Expression analysis. a) MSI2 and b) HOXA9 are over-expressed in the present patient with NUP98/HOXA13. BC1 and BC2: two other cases of Ph + blast crisis CML with additional karyotypic aberrations over-expressing MSI2 but not HOXA9. Expression values were referred to the average of two references. Fluorescence data were analyzed with the Second Derivative Maximum method; gene expression was expressed as Cp (Crossing point) values. c) Significance for MSI2 expression was tested by Mann–Whitney test (*p < 0.05/3); values are expressed as means +/− SD; AA. Additional aberrations.
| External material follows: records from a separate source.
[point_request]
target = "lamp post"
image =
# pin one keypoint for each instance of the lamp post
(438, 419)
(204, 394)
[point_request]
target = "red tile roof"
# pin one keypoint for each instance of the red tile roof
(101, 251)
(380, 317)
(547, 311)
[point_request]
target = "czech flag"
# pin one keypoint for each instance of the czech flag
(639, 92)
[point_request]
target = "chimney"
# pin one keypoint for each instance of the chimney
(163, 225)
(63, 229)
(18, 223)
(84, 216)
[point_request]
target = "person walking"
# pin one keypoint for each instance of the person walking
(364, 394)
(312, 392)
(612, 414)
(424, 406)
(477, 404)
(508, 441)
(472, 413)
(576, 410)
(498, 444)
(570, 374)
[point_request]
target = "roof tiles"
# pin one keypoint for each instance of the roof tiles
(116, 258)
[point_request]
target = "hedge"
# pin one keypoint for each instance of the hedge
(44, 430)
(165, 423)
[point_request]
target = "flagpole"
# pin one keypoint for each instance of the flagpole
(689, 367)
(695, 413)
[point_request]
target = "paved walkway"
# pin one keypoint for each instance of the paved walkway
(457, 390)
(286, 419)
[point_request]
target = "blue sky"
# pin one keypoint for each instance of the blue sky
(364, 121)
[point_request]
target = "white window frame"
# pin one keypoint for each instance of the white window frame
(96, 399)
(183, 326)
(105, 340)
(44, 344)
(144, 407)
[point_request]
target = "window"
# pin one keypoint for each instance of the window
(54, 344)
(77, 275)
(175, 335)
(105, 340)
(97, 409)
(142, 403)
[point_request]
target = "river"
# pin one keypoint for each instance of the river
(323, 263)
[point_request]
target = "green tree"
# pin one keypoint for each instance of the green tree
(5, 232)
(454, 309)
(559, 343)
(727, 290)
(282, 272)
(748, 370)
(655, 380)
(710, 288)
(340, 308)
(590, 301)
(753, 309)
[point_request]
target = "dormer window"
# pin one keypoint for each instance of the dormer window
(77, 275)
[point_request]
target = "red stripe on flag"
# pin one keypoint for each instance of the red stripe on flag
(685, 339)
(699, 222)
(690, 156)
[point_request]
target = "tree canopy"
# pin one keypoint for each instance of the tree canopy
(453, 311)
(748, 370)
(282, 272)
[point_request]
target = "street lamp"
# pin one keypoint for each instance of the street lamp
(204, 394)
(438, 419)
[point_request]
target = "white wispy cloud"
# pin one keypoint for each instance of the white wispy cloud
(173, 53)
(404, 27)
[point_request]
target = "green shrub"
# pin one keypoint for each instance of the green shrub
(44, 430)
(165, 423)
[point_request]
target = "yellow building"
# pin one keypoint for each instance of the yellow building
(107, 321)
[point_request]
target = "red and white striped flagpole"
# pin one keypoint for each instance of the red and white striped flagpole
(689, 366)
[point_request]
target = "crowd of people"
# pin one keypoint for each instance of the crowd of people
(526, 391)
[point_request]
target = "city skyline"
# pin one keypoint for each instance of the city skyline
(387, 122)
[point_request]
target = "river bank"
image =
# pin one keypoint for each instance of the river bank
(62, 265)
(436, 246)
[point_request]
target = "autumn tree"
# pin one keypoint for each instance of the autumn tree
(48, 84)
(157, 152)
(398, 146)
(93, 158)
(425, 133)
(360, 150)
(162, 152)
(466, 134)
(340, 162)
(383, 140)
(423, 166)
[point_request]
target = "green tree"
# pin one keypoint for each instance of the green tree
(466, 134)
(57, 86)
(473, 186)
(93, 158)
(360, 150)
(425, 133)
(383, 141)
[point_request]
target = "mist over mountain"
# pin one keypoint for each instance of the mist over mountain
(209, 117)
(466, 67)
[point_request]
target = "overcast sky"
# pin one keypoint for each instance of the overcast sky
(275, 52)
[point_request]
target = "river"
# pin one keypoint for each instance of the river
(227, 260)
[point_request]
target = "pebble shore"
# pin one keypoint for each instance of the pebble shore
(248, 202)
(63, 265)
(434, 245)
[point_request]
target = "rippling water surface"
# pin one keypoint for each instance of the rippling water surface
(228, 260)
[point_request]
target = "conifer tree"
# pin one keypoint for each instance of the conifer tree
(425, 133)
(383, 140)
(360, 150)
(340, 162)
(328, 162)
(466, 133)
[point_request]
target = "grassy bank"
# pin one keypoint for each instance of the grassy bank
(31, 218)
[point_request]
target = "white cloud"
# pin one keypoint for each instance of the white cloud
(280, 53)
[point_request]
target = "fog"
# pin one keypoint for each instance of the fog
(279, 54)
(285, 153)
Chromatin Immunoprecipitation (ChIP)

Human MSI2 and HOXA9 genomic promoters were deduced using information provided by Web Promoter Scan Service [22]. ChIP assays (EZ-ChIP, Millipore-Upstate, MA, USA) were performed on 2x107 cryopreserved bone marrow cells after cross-linking (1% formaldehyde), lysis (SDS lysis buffer plus protease inhibitors) and sonication. 2×106 cells were pre-cleared and 1% kept as “input”. Anti-NUP98 [2H10] (ab50610 Abcam) was used to recover protein-DNA complexes. 3 μl of immunoprecipitated DNA were amplified by semi-quantitative PCR with primers for the hypothetical HOXA13 binding sites: MSI2_-842 F (5’-GTGTTTGTGCAGGAGGGTCT-3’)/MSI2_-615R (5’-CCCTCTCTAGTTCGCCCTCT-3’) and HOXA9_-1071 F (5’-TAGCAAAGGCGAATTTAAGGG-3’)/HOXA9_-907R (5’- AGTCAAATTCAACGCAGGATC-3’). The exponential amplification conditions were controlled to obtain data in a linear range of amplification. Data were confirmed by qPCR using Brilliant II SYBR Green qPCR Master Mix (Agilent Technologies, USA) and LightCycler480 (Roche Diagnostics, Germany). The crossing point (Cp) determined the quantity of immunoprecipitated DNA [23]. ChIP confirmed the binding of NUP98/HOXA13, but not of wild-type NUP98, to both MSI2 and HOXA9 promoters in the present patient (Figure 3a and b).
Figure 3

Chromatin Immunoprecipitation. NUP98/HOXA13 binds both MSI2 and HOXA9 promoters. ChIP was performed on both NUP98/HOXA13 sample and a non-malignant disease sample (wt). 1,5 μg of rat IgG (Millipore Normal Rat IgG Polyclonal Antibody) and No Antibody (not shown) were used as negative controls. a) Semi-quantitative PCR showed an enrichment in NUP98/HOXA13 sample compared to controls. b) qPCR confirmed this result; data are presented as fold increase relative to the control sample (wt) based on the formula 2−ΔΔC p[23]. One out of three (for MSI2) or two (for HOXA9) ChIP experiments is shown. The results shown are the mean ± S.E.M. (error bars) of two independent qPCR experiments. c) NUP98/HOXA13 binds both MSI2 and HOXA9 promoters. HOXA9 binds MSI2 promoter. Protein structure: homeodomain (HD). Gene structure: exons (numbered boxes), transcription start site (TSS; +1), direction of transcription (flag), putative HOX binding element 1 kb upstream of TSS (oval).

Conclusions

This study was important to enrich our knowledge on molecular events underlying the t(7;11)(p15;p15) in the blastic crisis of Ph + CML. For the first time NUP98/HOXA13 has been identified in CML, although it was reported in one case of AML [17] and one case of MDS [16]. The pathogenetic role of NUP98/HOXA13 rearrangement in the evolution in this case is emphasized by the absence of transcript isoforms from alternative splicing, such as NUP98/HOXA11 and all NUP98/HOXA9, as previously reported [17]. As we excluded the presence of the wild type HOXA13 transcript, MSI2 and HOXA9 were over-expressed in malignant cells (Figure 2a, b and c) as a consequence of NUP98/HOXA13 fusion. Notably, HOXA13, fused to NUP98, up-regulated MSI2 both directly by binding to its promoter and indirectly by binding to the HOXA9 promoter, thus inducing a synergistic effect between the two HOXA proteins (Figure 3c).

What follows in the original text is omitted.